John Anderson Doorway
Doorway, drawing by John Anderson

John Anderson writes about his drawings:

The Full Scale Drawings were made over a 4 year period, 1998 to 2002, to respond to a desire I had to work at a larger scale, off the drawing
board, a scale that affected space itself, the space between the viewer
and the work. The series became a precursor to the even larger
architectural murals I completed between 2000 and 2005 The Full Scale Drawings led then to projects that defined, even created, fully three dimensional architectural space.

They represent a transition from making space as an architect to making
space as an artist (even as I discovered that the two approaches are
really the same thing).

Bridge, drawing by John Anderson
Bridge, drawing by John Anderson

These drawings are created with mixed media on 140# cold pressed paper.
The media include graphite, charcoal, colored pencil, lumber crayon,
snapped chalk line, masking tape, water color, dry pigment, roofing
tar, brick dust, concrete dust and rust. "Full Scale" in the title of
these drawings refers to the following: First, they are generally life
size drawings of objects and architectural materials.
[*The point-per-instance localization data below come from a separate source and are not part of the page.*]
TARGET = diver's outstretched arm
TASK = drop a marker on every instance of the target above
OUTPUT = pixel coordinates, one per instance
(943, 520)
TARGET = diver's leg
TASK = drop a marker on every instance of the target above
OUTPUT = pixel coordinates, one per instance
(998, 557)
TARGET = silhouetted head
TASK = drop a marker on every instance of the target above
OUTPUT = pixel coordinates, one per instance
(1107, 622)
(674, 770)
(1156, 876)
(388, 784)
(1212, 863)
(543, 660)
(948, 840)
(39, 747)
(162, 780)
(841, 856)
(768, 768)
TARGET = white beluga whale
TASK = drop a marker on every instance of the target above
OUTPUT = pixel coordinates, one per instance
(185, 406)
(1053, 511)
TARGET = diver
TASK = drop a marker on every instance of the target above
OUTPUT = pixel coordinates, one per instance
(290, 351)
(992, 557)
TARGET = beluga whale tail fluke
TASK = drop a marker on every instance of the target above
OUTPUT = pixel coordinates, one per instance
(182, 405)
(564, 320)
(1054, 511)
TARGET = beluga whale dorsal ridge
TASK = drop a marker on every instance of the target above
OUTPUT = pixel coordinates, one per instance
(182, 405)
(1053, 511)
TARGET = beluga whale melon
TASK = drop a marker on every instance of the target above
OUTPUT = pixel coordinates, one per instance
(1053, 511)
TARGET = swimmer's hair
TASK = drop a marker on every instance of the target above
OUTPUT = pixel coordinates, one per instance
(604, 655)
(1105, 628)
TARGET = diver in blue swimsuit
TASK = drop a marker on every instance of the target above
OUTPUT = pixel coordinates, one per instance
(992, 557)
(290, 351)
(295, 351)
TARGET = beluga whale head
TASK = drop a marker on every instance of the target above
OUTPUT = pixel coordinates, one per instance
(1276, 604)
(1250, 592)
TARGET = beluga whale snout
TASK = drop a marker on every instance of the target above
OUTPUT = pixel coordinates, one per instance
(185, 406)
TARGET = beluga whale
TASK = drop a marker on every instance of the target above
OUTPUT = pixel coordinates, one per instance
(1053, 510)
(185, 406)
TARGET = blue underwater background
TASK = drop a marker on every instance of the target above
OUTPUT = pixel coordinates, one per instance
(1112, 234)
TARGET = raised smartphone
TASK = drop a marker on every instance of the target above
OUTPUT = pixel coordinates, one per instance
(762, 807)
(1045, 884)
Second, the sizes
of the images are related to the scale of the human viewer. Third, this
scale relationship allows the drawings to engage the viewer directly
and viscerally, creating a real spatial interaction in real time. The
combinations of media, which vary from drawing to drawing, relate to
architectural construction in two ways. The media include those
actually used during construction by carpenters as they recreate the
architect's drawings at full scale with lumber crayon, carpenter's
pencil, chalk line and tape. Also, the media sometimes include
materials found in the construction of architecture such as brick dust
and roofing tar. The scale and treatment of the drawings allows them to
be appreciated from a long distance, but they also have fine and
surprising detail which rewards close inspection. The drawings are
unframed and usually are hung by being pinned or nailed to a wall, but
some have been successfully hung in shadow box type frames.